Supporting these student athletes is part of Sheridan’s deep commitment to global citizenship and pushing boundaries toward innovative, collaborative solutions to complex problems.
“Sheridan is proud to welcome two-time Olympians Rose Nathike Likonyen, Paulo Amotun Lokoro and James Nyang Chiengjiek as students to our Trafalgar Campus in Oakville this fall,” said Maria Lucido Bezely, Sheridan’s Dean of Students. “The dedication, resilience and tenacity that they have shown in the pursuit of their athletic and personal goals will contribute to their success both on and off the track. We are so pleased that these inspiring athletes have chosen the Sheridan learning community as they settle into life in Canada as permanent residents, and we look forward to supporting their journey.”
Building on WUSC’s 40 years of experience providing education opportunities to 2,100 refugees through the Student Refugee Program, this new pilot leverages athletic scholarships and sponsorship to provide access to education as a pathway to resettlement for refugees in a safe third country. This year, Rose Nathike, Paulo Amotun, and James Nyang will join a cohort of 153 student refugees who will study at 80 institutions across Canada through the broader program. The expansion of complementary pathways to resettlement through athletics has great potential to raise global awareness and mobilize new funds, engage new actors, and expand support to an even larger number of refugee youth.
“What Rose Nathike, Paulo Amotun, and James Nyang will remind the world on the Olympic stage in Tokyo, is that we have a collective responsibility to uphold the rights and help realize the potential of millions of refugees around the world. WUSC is pleased to collaborate with our partners to find innovative solutions for all refugees, and looks forward to welcoming Rose Nathike, Paulo Amotun, and James Nyang to Canada after the games,” explains WUSC’s Executive Director, Chris Eaton.
WUSC is a Canadian non-profit organization working to create a better world for all young people.

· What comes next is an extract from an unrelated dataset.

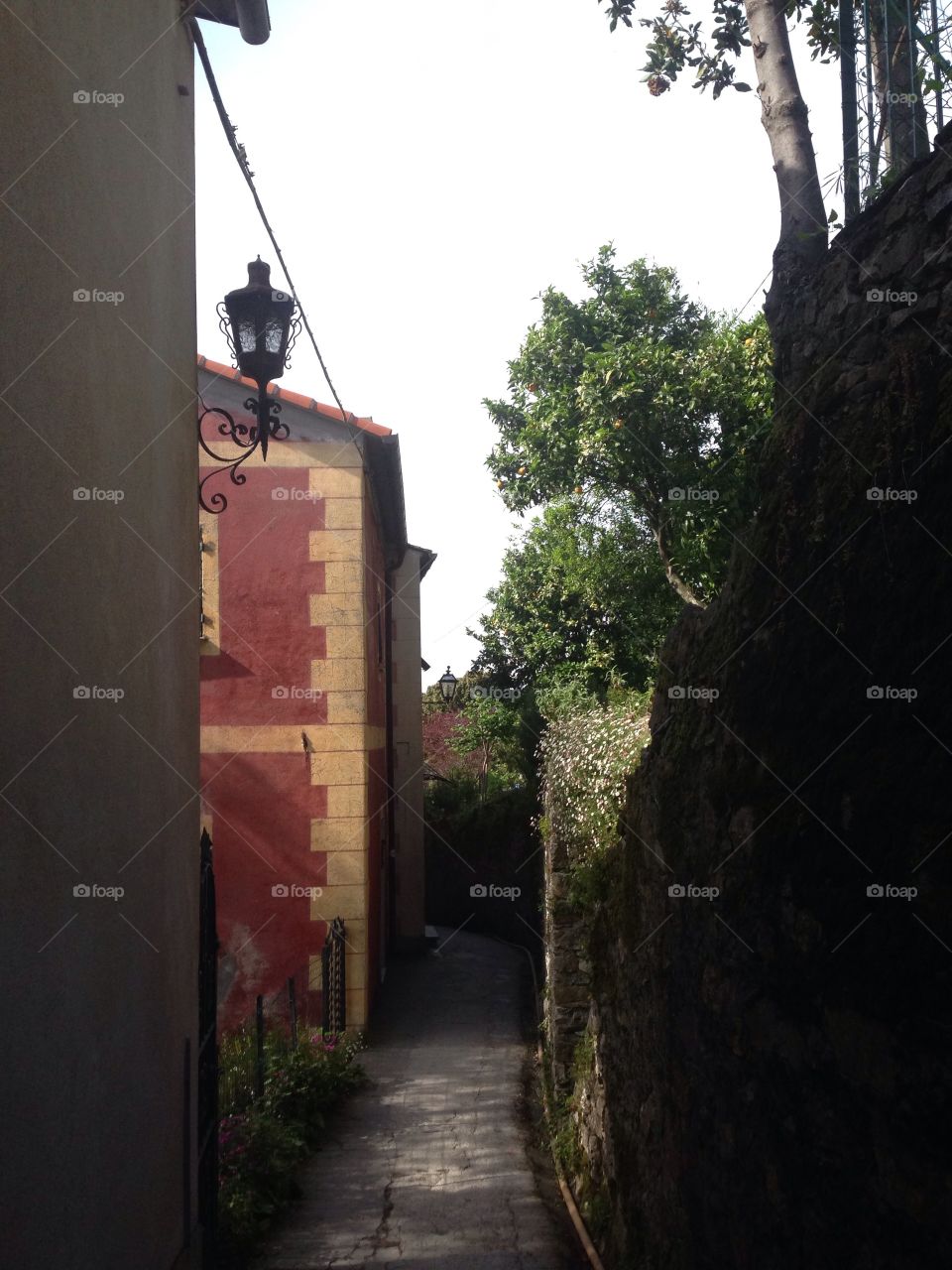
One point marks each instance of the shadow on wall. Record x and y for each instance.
(484, 870)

We bring together a diverse network of students, volunteers, schools, governments, and businesses who share this vision. Together, we foster youth-centred solutions for education, economic opportunities, and empowerment to overcome inequality and exclusion in over 25 countries across Asia, Africa, and the Americas. Our flagship program, the Student Refugee Program, has been providing Canadian post-secondary education and resettlement opportunities to young refugees for over 40 years.
Founded in 1967, Sheridan is one of Ontario's leading postsecondary institutions, educating approximately 43,000 full- and part-time students every year from campuses in Brampton, Mississauga and Oakville. An award-winning institution, Sheridan attracts students from across Canada and more than 110 countries. As a trailblazer in unique arts, technology and health care programs, Sheridan has always been on the leading edge of innovation ensuring students learn job-ready, practical skills and develop the confidence, empathy and problem solving savvy that allows them to push boundaries in an ever-changing world.
Pictured at top: Rose Nathike Likonyen (right), James Nyang Chiengjiek (centre) and Paulo Amotun Lokoro (left).